The prolific director first adapted the gonzo journalist’s acid trip memoirs in 1982, and the show has come to the Edinburgh Fringe fresh from a sell-out run in London. One of the reasons this play has been so popular, is that Thompson’s diaries are one enduring theatrical image. 

From reptiles in the lobby to hallucinations on the highway, everything in this show is visual and vibrant. The drug-crazed trip to Las Vegas, taken by the gonzo journalist and his wildly insane attorney, is riotous, intoxicating, and solidly acted by all five performers. 

True to text

The strength of this adaptation is that it’s almost rigidly true to Thompson’s original text. The narration is split between an older Hunter S. Thompson re-reading his words, and the younger version living through them. 

The cross-over between book and play is slick and almost seamless. Thompson’s account of his attempt to cover a motor race in the Nevada desert whilst consuming an inhuman cocktail of mescaline, LSD, ether, amyl nitrate, cocaine and other assorted uppers, is surreally funny and often uncomfortably frank.

Stein’s production manages to capture the essence of Thompson’s whirlwind ride. The combination of well-constructed set, and lighting designs inspired by Ralph Steadman’s grotesque novella cartoons, works beautifully to convey the madness to the audience.

Insanity personified

Every cast member pulls their own weight in this slick and surreal show. But the standout performance, for me, was the incomparable Rob Crouch, as crazed drug-fiend attorney Dr Gonzo. 

His acting cannot be called subtle, since nor can his character, but it is strewn with sparks of perfect comedic timing, and outbursts of melodramatic rage.
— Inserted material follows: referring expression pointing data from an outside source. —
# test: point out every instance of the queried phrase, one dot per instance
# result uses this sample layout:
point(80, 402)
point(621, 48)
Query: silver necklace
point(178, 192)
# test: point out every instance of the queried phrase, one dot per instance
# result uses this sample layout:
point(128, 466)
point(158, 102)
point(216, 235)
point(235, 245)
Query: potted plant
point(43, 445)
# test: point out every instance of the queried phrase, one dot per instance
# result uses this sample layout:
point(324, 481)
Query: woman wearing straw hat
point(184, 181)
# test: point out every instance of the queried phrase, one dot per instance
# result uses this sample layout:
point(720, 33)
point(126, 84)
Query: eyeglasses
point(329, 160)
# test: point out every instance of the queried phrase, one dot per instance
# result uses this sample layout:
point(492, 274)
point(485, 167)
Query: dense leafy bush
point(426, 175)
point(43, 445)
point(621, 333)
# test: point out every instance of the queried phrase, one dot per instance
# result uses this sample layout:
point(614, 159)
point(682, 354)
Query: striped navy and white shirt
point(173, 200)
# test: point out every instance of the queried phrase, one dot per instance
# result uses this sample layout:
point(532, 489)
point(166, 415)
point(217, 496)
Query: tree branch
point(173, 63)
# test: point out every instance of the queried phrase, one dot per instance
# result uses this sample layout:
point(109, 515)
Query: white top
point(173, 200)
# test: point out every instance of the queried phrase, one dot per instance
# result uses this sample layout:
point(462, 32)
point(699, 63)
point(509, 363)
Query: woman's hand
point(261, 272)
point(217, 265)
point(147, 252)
As Dr Gonzo, Crouch is louche, versatile, terrifying, funny, and utterly without shame.

In one particular scene, suffering an intensely paranoid and violent hallucinogenic trip, Crouch lies prone and naked in a bathtub, brandishing a kitchen knife at the astonished Hunter S. Thompson. He then heaves himself out of the water, and parades about on-stage as naked as the day he was born – and certainly not as innocent.
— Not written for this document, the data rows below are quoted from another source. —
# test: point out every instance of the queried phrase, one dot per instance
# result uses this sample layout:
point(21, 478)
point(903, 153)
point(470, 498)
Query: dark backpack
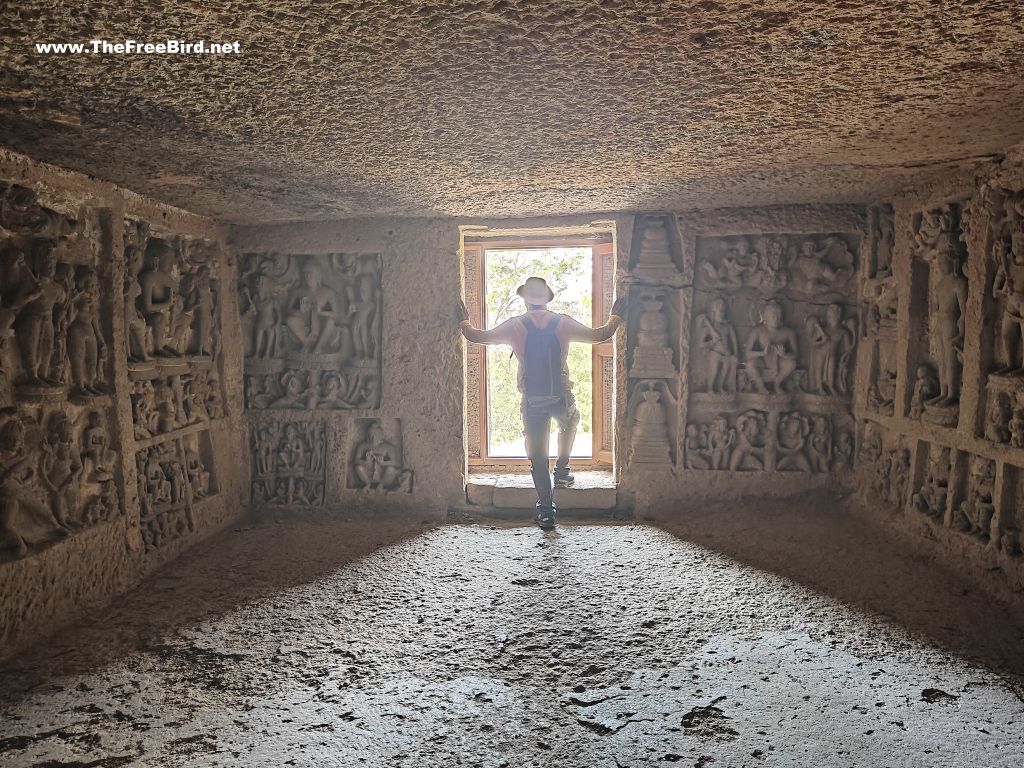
point(542, 364)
The pantomime-esque scene drew roars of laughter from the audience, and began an undercurrent of very real concern for the fate of his terrified traveling companion.

Well re-created

The world of the early 1970s is brought to life with a fantastic soundtrack – which included the Rolling Stones and Jefferson Airplane – and a well-designed set that adapted cleverly and moved with the action. 

The ferocious pace is occasionally lost in the melee, but to watch this play is to live vicariously through the wild and brilliant mind of a literary icon. 
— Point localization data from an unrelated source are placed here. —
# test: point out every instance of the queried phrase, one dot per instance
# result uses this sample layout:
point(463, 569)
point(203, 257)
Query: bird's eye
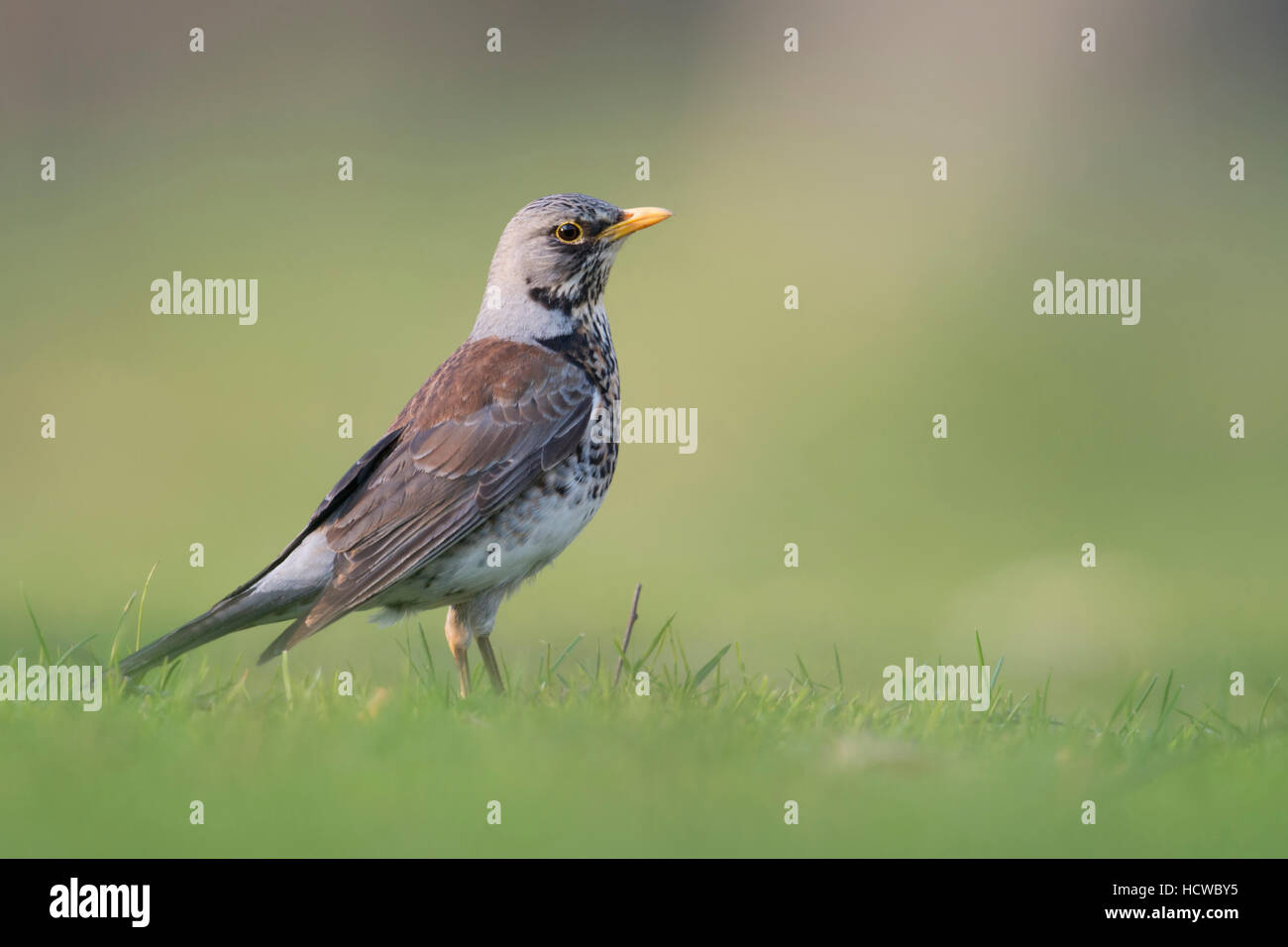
point(568, 232)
The only real fault in the production was that it stuck almost too rigidly to the text, and although lighting was used cleverly, it’s incredibly difficult to convey hallucinations, and capture such a grand level of excess visually on-stage. 

Even so, Lou Stein’s production is a valiant effort to recreate a text that delves into the darker side of the American dream, and reveals the era as experienced through one man’s wired and brilliant mind. 

Lou Stein’s Fear and Loathing in Las Vegas is being performed August 12th – 25th, at 16:30 (1 hour 30 minutes) in the Pleasance Courtyard.